Criticism 3: This comparison does not demonstrate that the social welfare state causes lower economic growth.
As I said almost immediately when this was pointed out, this is exactly correct. No matter what the relative growth rates (however defined) of Europe and the U.S. over any period, such a comparison could never constitute a reliable empirical demonstration of causality, because we could never know the counterfactual of what would have happened had one entity or the other executed some alternative policies. I have argued in many posts over a period of years that even less-naïve econometric methods that attempt to control for other factors are not sufficient for the task of identifying non-obvious causal relationships in human society reliably.
The purpose of the article as a whole, never mind the short passage in question, was not to provide an empirical demonstration that less regulated markets tend to provide faster economic growth under many conditions than more regulated markets. Nor did it ever claim to provide this. The purpose of the article was to describe why even though I (like many, many other people) accept the advantages that less regulated markets can provide, this does not lead to the conclusion that we should advocate a deregulation-oriented path of economic development without considering the balancing consideration of social cohesion, and modifying our proposals accordingly.

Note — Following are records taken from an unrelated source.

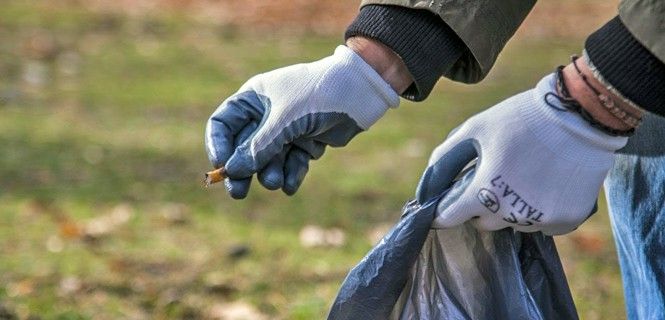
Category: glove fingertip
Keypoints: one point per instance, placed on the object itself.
(240, 165)
(237, 189)
(272, 180)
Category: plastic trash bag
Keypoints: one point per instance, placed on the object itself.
(458, 273)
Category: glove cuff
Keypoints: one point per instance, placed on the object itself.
(375, 96)
(565, 133)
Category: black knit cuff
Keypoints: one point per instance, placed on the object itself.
(627, 66)
(425, 43)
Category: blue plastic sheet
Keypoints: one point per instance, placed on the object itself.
(458, 273)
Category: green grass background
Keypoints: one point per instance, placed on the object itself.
(117, 118)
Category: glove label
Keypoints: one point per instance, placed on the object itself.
(489, 200)
(522, 213)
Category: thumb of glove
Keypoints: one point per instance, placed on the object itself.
(446, 163)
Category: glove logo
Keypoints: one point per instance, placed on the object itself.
(521, 208)
(489, 200)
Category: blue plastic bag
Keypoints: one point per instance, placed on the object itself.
(458, 273)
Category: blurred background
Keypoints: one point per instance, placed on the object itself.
(102, 112)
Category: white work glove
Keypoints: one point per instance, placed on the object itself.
(539, 168)
(280, 120)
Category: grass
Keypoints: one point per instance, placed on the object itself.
(113, 121)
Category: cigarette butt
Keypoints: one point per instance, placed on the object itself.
(214, 176)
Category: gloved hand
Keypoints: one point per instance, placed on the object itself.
(280, 120)
(539, 168)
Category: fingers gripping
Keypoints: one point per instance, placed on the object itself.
(225, 124)
(446, 162)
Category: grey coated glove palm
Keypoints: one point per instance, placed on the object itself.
(539, 168)
(278, 121)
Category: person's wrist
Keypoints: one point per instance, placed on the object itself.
(580, 91)
(382, 59)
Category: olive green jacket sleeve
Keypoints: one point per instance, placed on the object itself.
(483, 25)
(645, 19)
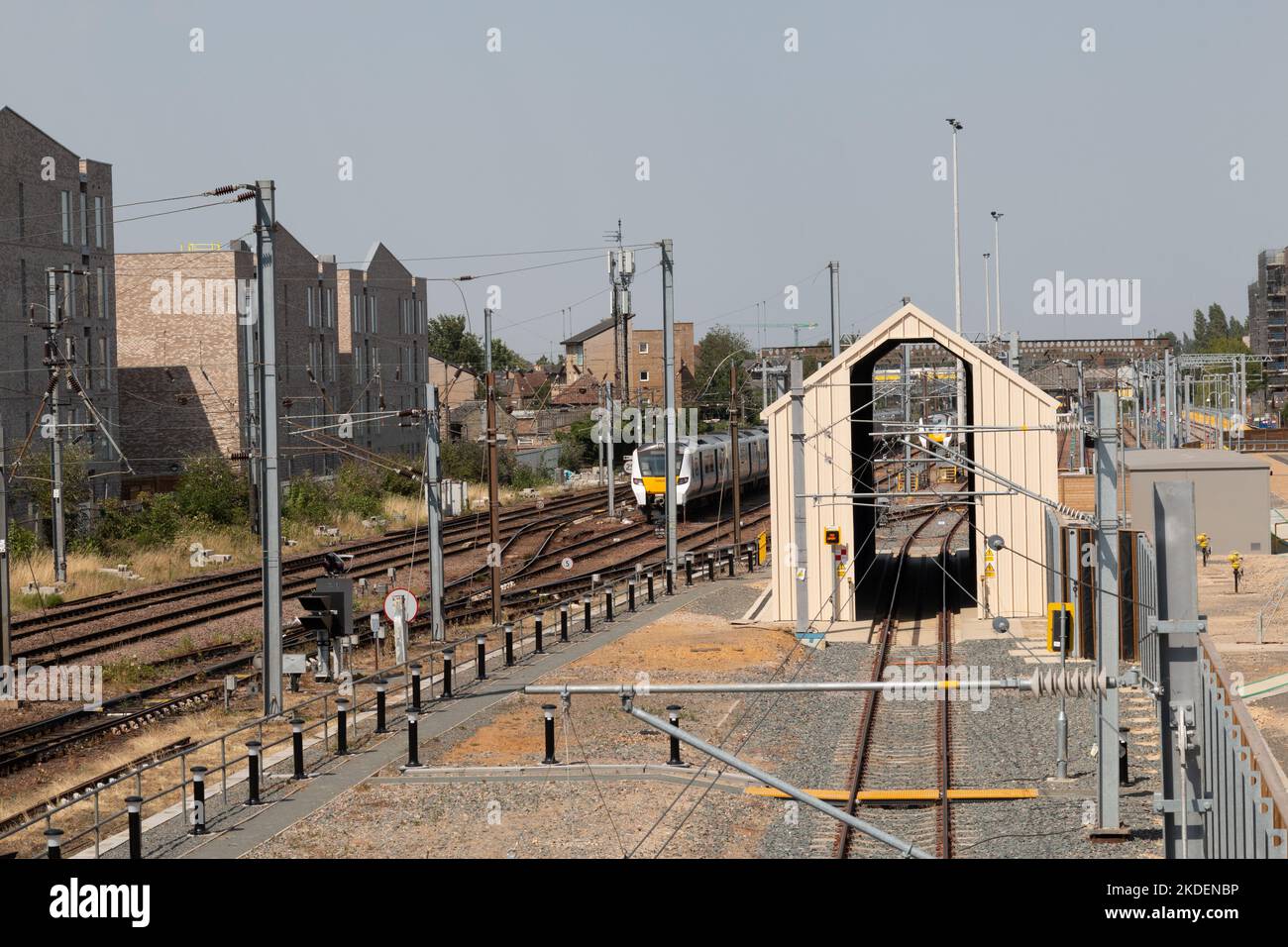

As I also said immediately, it is easy for me to see how these sentences could be read naturally to be an asserted demonstration of causality. And as I also said at that time “the responsibility for lack of clarity rests on the shoulders of the author, not the reader.” I acknowledged this, and thanked my interlocutors for improving my expression; I continue to do both.
Criticism 4: The fact that the difference in total GDP performance between Europe and the U.S. is entirely due to different population growth rates proves that it can not have been caused by the social welfare state.
In effect, this argument is that GDP = GDP / Person X Population, and that GDP / Person has grown at about the same rate in the U.S. and Europe over the past several decades, so the only real difference has been population growth. This is a factually (approximately) correct statement. There are two big problems with arguing that this shows that therefore differences in political economy of the welfare state did not matter to this difference in outcome. Both are counterfactual problems. First, just because growth in per capita GDP turned out to be the same in this period, it does not follow that had the U.S. adopted policies more like those in Europe that growth rates would not have have been lower, and per capita GDP converged. It is almost always harder to maintain a lead. Europe and the U.S. had previously been on a generally converging path of GDP / Person, and maintaining this lead in productivity (by this metric) was very far from preordained. Second, it assumes that the political economy of the welfare state can not affect population growth, either through impacting fertility or impacting immigration. There are many plausible models for how this can happen. We can’t know through econometric analysis (whether of the simple “I just know that the welfare state can’t influence fertility or immigration” variety cited in the title of this section, or of the more sophisticated variety that attempt to control for other factors) what U.S. population growth and per capita GDP growth would have been had the U.S. adopted different social welfare policies.
Many variants of these criticisms have been repeated over and again through a certain segment of the blogosphere. I have here answered each of them directly, and I believe comprehensively. In any event, barring new information brought to the debate, this is where I intend to leave it.